Over the past few days, the Republicans have stepped up their efforts to portray Barack Obama as some kind of hostile alien in America's midst. Mr McCain's running-mate, Sarah Palin, accuses the Democrat of "palling around with terrorists", while Republican campaign events now question Mr Obama's policies less than his patriotism, honesty and basic fitness as a human being. In a sense, you can't blame them. The economic crisis has transformed the election, pushing national security concerns like Iraq and the genuine terrorist threat out of the headlines.
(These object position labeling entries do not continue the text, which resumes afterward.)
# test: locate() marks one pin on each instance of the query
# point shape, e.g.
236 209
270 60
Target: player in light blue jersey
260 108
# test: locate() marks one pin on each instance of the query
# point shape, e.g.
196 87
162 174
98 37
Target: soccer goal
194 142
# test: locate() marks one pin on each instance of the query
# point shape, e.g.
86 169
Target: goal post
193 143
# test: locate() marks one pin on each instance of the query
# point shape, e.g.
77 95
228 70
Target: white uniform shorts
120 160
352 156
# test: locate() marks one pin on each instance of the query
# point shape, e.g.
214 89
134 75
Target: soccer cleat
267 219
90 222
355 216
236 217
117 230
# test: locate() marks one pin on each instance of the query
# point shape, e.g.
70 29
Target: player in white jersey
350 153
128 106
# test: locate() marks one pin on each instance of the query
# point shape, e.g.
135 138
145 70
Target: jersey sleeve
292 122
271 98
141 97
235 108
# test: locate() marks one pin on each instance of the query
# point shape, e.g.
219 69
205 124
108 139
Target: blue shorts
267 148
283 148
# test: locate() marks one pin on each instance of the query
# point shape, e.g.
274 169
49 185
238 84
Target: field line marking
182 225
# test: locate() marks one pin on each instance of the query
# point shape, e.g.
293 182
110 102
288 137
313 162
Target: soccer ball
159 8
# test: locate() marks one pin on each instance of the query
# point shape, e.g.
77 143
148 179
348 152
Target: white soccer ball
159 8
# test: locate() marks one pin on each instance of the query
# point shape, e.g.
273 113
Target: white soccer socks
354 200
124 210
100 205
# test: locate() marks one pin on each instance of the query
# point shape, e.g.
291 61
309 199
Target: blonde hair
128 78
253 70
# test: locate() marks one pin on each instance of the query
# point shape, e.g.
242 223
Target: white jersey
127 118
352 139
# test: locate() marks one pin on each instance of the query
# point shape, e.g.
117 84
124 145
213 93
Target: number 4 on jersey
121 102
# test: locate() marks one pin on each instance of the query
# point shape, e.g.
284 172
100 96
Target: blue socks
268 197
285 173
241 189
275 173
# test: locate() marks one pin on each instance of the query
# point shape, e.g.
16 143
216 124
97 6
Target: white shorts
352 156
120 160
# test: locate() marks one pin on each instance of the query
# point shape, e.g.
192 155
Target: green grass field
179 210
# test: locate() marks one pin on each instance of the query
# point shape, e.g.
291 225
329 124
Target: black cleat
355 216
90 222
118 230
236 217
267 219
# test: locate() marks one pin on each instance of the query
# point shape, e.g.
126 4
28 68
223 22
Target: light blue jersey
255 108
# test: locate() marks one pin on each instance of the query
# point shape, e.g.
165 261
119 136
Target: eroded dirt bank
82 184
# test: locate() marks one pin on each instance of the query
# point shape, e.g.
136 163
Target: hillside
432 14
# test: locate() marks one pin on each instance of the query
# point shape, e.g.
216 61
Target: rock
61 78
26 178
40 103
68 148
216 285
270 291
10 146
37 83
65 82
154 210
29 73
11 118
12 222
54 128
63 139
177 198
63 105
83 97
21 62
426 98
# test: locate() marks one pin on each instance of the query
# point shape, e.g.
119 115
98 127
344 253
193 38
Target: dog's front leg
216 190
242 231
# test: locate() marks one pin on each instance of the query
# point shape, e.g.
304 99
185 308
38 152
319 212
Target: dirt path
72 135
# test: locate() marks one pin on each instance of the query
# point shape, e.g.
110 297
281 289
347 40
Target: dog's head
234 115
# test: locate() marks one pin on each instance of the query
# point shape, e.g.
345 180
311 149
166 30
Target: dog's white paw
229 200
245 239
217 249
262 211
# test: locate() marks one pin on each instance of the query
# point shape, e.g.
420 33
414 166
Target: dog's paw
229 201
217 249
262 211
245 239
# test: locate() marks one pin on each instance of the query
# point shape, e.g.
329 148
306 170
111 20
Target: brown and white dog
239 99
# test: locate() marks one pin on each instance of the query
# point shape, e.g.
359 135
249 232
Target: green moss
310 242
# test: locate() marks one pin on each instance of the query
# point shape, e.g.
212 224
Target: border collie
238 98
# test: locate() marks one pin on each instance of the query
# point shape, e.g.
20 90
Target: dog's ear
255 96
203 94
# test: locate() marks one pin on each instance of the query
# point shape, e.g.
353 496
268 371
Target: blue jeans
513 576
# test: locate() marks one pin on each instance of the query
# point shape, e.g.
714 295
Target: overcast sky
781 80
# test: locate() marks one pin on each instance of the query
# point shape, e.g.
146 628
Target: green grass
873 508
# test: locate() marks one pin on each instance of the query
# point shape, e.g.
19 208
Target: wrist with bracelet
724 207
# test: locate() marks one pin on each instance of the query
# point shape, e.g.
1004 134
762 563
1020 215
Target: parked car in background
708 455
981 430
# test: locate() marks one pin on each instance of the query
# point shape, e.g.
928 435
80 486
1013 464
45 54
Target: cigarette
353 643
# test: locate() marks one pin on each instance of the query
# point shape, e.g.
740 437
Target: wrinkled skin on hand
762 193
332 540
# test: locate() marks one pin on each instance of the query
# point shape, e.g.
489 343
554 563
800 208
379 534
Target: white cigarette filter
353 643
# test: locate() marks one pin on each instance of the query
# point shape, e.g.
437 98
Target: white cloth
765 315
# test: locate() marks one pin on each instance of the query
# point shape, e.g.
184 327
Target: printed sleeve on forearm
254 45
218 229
Mr McCain's greatest strength has thus been rendered all but useless. Voters are fixated on the issues of jobs, wages and savings, where Democrats always have a large, in-built advantage. Nor does it help that Mr McCain, who by his own admission is no economic expert, visibly flails for answers, changing his policies daily with no sign that he is in touch with the desperate anxieties of voters.

Faced with such difficulties, the Republicans have understandably tried to change the subject, as they did to devastating effect against Michael Dukakis in 1988 and John Kerry in 2004. In similar circumstances, the black arts of politics would probably work today. An image would be sealed of Mr Obama as callow, shady, unpatriotic and somehow "different" – in other words black. This time, however, such character assassination comes across as petty and irrelevant compared to the real problems facing not just America, but individual citizens.

Despite his current lead, an Obama victory is not certain. In 1980, it was only in the final days of the campaign that the tide turned irrevocably against Jimmy Carter, as voters found themselves comfortable with the challenger Ronald Regan. An equivalent moment in 2008 has not yet arrived. But if Mr McCain is to win, it will not be by slinging mud.